Let's fix the number of stars at 200 billion. Then let's assume they follow the "Salpeter birth mass function" so that $n(M) \propto M^{-2.3}$ (where $M$ is in solar masses) for $M>0.1$ to much larger masses. There are more complicated mass function known now - Kroupa multiple power laws, Chabrier lognormal, which say there are fewer low mass stars than predicted by Salpeter, but they don't change the gist of the argument. Using the total number of stars in the Galaxy, we equate to the integral of $N(M)$ to get the constant of proportionality: thus $$n(M) = 1.3\times10^{10} M^{-2.3}.$$
Now let's assume most stars are on the main sequence and that the luminosity scales roughly as $L = M^{3.5}$ ($L$ is also in solar units), thus $dL/dM = 3.5 M^{2.5}$.
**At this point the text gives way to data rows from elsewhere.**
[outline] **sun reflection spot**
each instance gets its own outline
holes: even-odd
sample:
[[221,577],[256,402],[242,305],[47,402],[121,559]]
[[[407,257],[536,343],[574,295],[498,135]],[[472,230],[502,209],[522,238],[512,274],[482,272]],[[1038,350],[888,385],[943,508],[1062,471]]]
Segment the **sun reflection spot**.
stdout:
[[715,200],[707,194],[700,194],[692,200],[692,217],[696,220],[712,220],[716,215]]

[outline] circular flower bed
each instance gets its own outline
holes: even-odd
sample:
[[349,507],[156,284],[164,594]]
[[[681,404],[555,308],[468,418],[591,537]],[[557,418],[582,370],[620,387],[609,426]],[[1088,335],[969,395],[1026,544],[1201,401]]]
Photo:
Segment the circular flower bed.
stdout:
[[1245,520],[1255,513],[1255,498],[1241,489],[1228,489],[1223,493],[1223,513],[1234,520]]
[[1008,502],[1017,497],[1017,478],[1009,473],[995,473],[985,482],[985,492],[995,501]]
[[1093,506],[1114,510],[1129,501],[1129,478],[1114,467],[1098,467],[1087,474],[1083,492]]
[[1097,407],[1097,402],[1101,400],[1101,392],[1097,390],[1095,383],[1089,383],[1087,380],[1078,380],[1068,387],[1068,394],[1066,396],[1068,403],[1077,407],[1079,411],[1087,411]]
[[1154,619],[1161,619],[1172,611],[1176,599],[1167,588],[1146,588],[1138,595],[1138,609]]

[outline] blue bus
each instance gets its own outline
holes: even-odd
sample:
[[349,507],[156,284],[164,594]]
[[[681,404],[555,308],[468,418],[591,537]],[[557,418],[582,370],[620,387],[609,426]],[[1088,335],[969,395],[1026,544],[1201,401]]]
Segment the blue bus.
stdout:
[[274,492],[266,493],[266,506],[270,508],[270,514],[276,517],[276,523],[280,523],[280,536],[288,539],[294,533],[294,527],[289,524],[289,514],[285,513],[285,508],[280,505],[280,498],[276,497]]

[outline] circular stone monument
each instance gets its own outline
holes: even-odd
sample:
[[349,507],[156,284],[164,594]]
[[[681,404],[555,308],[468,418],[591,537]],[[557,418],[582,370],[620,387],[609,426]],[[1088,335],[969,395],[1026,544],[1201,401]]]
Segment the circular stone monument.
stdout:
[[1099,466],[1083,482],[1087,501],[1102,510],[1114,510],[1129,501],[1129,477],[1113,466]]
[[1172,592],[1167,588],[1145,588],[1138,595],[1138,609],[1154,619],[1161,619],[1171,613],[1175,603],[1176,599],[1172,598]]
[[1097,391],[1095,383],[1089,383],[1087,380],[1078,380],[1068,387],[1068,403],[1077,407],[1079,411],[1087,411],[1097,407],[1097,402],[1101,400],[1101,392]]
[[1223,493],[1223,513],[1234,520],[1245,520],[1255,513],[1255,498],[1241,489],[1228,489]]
We now say $n(L) = n(M)\times dM/dL$ and obtain $$ n(L) = 3.7\times10^{9} M^{-4.8} = 3.7\times10^{9} L^{-1.37}.$$
The total luminosity of a collection of star between two luminosity intervals is $$ L_{\rm galaxy} = \int^{L_2}_{L_1} n(L) L \ dL = 5.9\times 10^{9} \left[L^{0.63} \right]^{L_{2}}_{L_1}$$ This equation shows that although there are far more low-mass stars than high mass stars in the Galaxy, it is the higher mass stars that dominate the luminosity.
If we take $L_1=0.1^{3.5}$ we can ask what is the upper limit $L_2$ that gives $L_{\rm galaxy} = 1.3\times 10^{10} L_{\odot}$ ($=5\times10^{36}$ W)?
The answer is only $3.5L_{\odot}$. But we see many stars in the Galaxy that are way brighter than this, so surely the Galaxy ought to be much brighter?
The flaw in the above chain of reasoning is that the Salpeter mass function represents the birth mass function, and not the present-day mass function. Most of the stars present in the Galaxy were born about 10-12 billion years ago. The lifetime of a star on the main sequence is roughly $10^{10} M/L = 10^{10} M^{-2.5}$ years. So most of the high mass stars in the calculation I did above have vanished long ago, so the mass function effectively begins to be truncated above about $0.9M_{\odot}$. But that also then means that because the luminosity is dominated by the most luminous stars, the luminosity of the galaxy is effectively the number of $\sim 1M_{\odot}$ stars times a solar luminosity.
My Salpeter mass function above coincidentally does give that there are $\sim 10^{10}$ star with $M>1M_{\odot}$ in the Galaxy. However you should think of this as there have been $\sim 10^{10}$ stars with $M>1 M_{\odot}$ born in our Galaxy. A large fraction of these are not around today, and that is actually the lesson one learns from the integrated luminosity number you quote!
EDIT: A postscript on some of the assumptions made. The Galaxy is much more complicated than this. "Most of the stars present in the Galaxy were born 10-12 billion years go". This is probably not quite correct, depending on where you look. The bulge of the Galaxy contains about 50 billion stars and was created in the first billion years or so. The halo also formed early and quickly, but probably only contains a few percent of the stellar mass. The moderately metal-poor thick disk contains perhaps another 10-20% and was formed in the first few billion years. The rest (50%) of the mass is in the disk and was formed quasi-continuously over abut 8-10 billion years. (Source - Wyse (2009)). None of this detail alters the main argument, but lowers the fraction of $>1M_{\odot}$ stars that have been born but already died.
A second point though is assuming that the luminosity of the Galaxy is dominated by main sequence stars. This is only true at ultraviolet and blue wavelengths. At red and infrared wavelengths evolved red giants are dominant. The way this alters the argument is that some fraction of the "dead" massive stars are actually red giants which typically survive for only a few percent of their main sequence lifetime, but are orders of magnitude more luminous during this period. This means the contribution of of the typical low-mass main sequence stars that dominate the stellar numbers is even less significant than the calculation above suggests.